The stranger touched his arm, motioned him to step aside -- which the
startled minister did -- and took his place. During some moments he surveyed the
spellbound audience with solemn eyes, in which burned an uncanny light; then in
a deep voice he said:

"I come from the Throne -- bearing a message from Almighty God!" The words
smote the house with a shock; if the stranger perceived it he gave no attention.
"He has heard the prayer of His servant your shepherd, and will grant it if such
shall be your desire after I, His messenger, shall have explained to you its
import -- that is to say, its full import. For it is like unto many of the
prayers of men, in that it asks for more than he who utters it is aware of --
except he pause and think.

"God's servant and yours has prayed his prayer. Has he paused and taken
thought? Is it one prayer? No, it is two -- one uttered, the other not. Both
have reached the ear of Him Who heareth all supplications, the spoken and the
unspoken. Ponder this -- keep it in mind. If you would beseech a blessing upon
yourself, beware! lest without intent you invoke a curse upon a neighbor at the
same time. If you pray for the blessing of rain upon your crop which needs it,
by that act you are possibly praying for a curse upon some neighbor's crop which
may not need rain and can be injured by it.

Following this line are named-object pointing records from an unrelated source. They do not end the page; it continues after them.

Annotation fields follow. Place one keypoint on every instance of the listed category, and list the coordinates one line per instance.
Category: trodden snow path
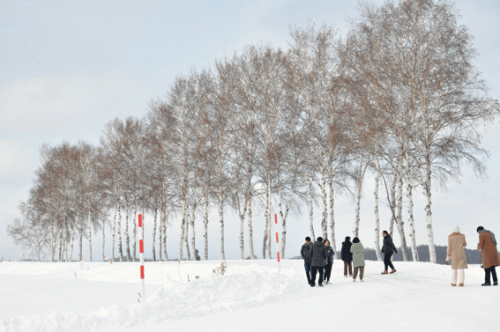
(251, 296)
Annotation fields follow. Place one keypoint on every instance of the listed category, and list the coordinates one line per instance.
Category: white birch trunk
(399, 213)
(310, 204)
(186, 236)
(90, 237)
(332, 216)
(205, 228)
(120, 245)
(183, 229)
(193, 234)
(250, 231)
(52, 241)
(221, 220)
(160, 240)
(59, 258)
(103, 237)
(127, 235)
(269, 223)
(414, 249)
(73, 233)
(376, 212)
(80, 256)
(266, 223)
(359, 189)
(242, 232)
(392, 203)
(114, 234)
(155, 224)
(135, 221)
(164, 236)
(324, 207)
(428, 212)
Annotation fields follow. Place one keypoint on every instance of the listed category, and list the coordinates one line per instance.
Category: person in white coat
(456, 253)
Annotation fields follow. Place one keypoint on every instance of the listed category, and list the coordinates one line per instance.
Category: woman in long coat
(388, 249)
(456, 253)
(489, 254)
(358, 258)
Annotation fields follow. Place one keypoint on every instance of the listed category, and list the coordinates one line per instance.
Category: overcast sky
(67, 68)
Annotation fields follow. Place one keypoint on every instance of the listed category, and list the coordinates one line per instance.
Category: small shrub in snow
(219, 271)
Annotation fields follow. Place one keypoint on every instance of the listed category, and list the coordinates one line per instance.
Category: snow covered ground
(251, 296)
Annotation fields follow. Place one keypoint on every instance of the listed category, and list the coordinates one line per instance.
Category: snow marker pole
(277, 242)
(110, 262)
(141, 254)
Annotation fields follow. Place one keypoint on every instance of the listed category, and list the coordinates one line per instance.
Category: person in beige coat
(456, 253)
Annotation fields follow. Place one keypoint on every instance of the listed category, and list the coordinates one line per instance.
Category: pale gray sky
(69, 67)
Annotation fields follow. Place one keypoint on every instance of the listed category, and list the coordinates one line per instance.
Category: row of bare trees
(397, 96)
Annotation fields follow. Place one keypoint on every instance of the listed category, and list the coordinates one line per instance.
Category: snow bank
(242, 286)
(250, 296)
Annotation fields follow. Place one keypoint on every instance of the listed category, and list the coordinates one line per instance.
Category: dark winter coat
(489, 252)
(345, 252)
(304, 252)
(318, 254)
(358, 257)
(388, 246)
(329, 259)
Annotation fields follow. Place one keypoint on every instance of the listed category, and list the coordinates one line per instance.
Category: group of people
(318, 257)
(489, 256)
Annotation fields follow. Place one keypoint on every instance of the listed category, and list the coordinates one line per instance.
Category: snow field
(250, 296)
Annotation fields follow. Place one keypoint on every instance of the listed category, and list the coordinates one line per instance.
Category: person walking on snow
(318, 254)
(388, 249)
(489, 253)
(304, 252)
(328, 261)
(346, 256)
(358, 258)
(456, 253)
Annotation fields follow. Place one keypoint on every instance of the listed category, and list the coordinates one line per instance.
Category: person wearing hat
(388, 249)
(489, 254)
(318, 253)
(456, 254)
(346, 256)
(304, 252)
(358, 258)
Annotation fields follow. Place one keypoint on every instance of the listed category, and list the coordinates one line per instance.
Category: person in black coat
(318, 253)
(346, 256)
(388, 249)
(328, 261)
(304, 252)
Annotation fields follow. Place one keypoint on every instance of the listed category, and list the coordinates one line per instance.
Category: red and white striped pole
(141, 252)
(277, 242)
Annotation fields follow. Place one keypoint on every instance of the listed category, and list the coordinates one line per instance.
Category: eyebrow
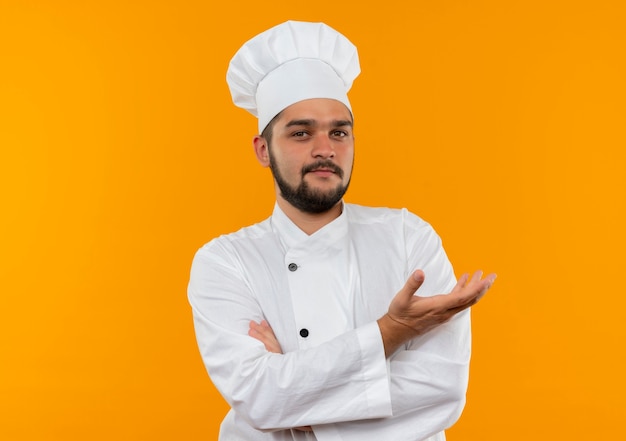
(312, 122)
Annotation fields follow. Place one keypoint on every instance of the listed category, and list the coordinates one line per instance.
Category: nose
(323, 147)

"You have heard your servant's prayer -- the uttered part of it. I am
commissioned of God to put into words the other part of it -- that part which
the pastor -- and also you in your hearts -- fervently prayed silently. And
ignorantly and unthinkingly? God grant that it was so! You heard these words:
'Grant us the victory, O Lord our God!' That is sufficient. the *whole* of the
uttered prayer is compact into those pregnant words. Elaborations were not
necessary. When you have prayed for victory you have prayed for many unmentioned
results which follow victory--*must* follow it, cannot help but follow it. Upon
the listening spirit of God fell also the unspoken part of the prayer. He
commandeth me to put it into words. Listen!

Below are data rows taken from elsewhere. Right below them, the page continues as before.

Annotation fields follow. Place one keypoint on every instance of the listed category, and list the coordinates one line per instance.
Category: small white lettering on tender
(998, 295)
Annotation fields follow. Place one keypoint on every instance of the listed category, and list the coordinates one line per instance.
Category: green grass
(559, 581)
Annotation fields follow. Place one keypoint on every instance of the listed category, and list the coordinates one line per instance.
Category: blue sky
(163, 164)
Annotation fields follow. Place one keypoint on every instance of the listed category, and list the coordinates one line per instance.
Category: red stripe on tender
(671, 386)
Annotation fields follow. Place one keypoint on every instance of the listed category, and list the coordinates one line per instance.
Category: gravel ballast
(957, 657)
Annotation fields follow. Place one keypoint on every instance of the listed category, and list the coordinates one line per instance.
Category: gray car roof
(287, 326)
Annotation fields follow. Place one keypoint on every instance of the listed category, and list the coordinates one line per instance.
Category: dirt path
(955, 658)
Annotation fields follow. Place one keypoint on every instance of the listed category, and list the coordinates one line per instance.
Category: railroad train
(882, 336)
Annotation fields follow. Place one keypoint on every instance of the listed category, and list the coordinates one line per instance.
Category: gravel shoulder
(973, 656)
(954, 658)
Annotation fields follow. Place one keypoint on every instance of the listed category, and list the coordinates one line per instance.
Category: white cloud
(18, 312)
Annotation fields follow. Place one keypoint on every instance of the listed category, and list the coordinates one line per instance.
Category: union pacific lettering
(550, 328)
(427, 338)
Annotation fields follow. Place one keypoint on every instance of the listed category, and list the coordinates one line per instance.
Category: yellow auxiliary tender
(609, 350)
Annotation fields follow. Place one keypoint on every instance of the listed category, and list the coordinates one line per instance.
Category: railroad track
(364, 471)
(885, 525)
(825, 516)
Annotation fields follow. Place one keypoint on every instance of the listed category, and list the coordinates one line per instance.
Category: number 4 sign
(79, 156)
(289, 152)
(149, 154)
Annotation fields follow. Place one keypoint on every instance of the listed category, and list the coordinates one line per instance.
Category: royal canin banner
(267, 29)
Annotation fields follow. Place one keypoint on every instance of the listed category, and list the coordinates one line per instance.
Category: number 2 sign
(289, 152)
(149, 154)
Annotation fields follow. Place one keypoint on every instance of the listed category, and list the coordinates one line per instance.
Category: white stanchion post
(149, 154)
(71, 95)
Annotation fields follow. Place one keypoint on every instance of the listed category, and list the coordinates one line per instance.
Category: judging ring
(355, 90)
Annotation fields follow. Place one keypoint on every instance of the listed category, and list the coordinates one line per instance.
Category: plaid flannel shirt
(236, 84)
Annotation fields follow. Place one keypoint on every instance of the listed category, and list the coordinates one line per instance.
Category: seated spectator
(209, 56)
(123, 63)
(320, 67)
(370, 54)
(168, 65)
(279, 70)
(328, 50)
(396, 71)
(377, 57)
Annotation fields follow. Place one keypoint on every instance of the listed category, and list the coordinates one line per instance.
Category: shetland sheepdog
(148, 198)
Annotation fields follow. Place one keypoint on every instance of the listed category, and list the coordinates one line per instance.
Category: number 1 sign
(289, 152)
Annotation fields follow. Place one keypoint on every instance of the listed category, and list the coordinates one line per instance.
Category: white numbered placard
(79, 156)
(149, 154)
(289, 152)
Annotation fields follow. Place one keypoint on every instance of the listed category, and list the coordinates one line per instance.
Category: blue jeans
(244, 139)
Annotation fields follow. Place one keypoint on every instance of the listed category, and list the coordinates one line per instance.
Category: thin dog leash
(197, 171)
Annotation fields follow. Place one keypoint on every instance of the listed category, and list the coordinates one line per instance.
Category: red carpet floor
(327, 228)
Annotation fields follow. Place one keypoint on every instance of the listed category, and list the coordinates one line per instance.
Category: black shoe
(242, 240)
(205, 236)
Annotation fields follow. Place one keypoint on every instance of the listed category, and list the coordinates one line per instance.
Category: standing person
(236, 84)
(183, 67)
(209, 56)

"O Lord our Father, our young patriots, idols of our hearts, go forth to
battle -- be Thou near them! With them -- in spirit -- we also go forth from the
sweet peace of our beloved firesides to smite the foe. O Lord our God, help us
to tear their soldiers to bloody shreds with our shells; help us to cover their
smiling fields with the pale forms of their patriot dead; help us to drown the
thunder of the guns with the shrieks of their wounded, writhing in pain; help us
to lay waste their humble homes with a hurricane of fire; help us to wring the
hearts of their unoffending widows with unavailing grief; help us to turn them
out roofless with little children to wander unfriended the wastes of their
desolated land in rags and hunger and thirst, sports of the sun flames of summer
and the icy winds of winter, broken in spirit, worn with travail, imploring Thee
for the refuge of the grave and denied it -- for our sakes who adore Thee, Lord,
blast their hopes, blight their lives, protract their bitter pilgrimage, make
heavy their steps, water their way with their tears, stain the white snow with
the blood of their wounded feet! We ask it, in the spirit of love, of Him Who is
the Source of Love, and Who is the ever-faithful refuge and friend of all that
are sore beset and seek His aid with humble and contrite hearts. Amen.

(*After a pause.*) "Ye have prayed it; if ye still desire it, speak! The
messenger of the Most High waits!"

It was believed afterward that the man was a lunatic, because there was no
sense in what he said.




Twain apparently dictated it around 1904-05; it was rejected by his publisher,
and was found after his death among his unpublished manuscripts. It was first
published in 1923 in Albert Bigelow Paine's anthology, Europe and
Elsewhere.


The story is in response to a particular war, namely the Philippine-American
War of 1899-1902, which Twain opposed.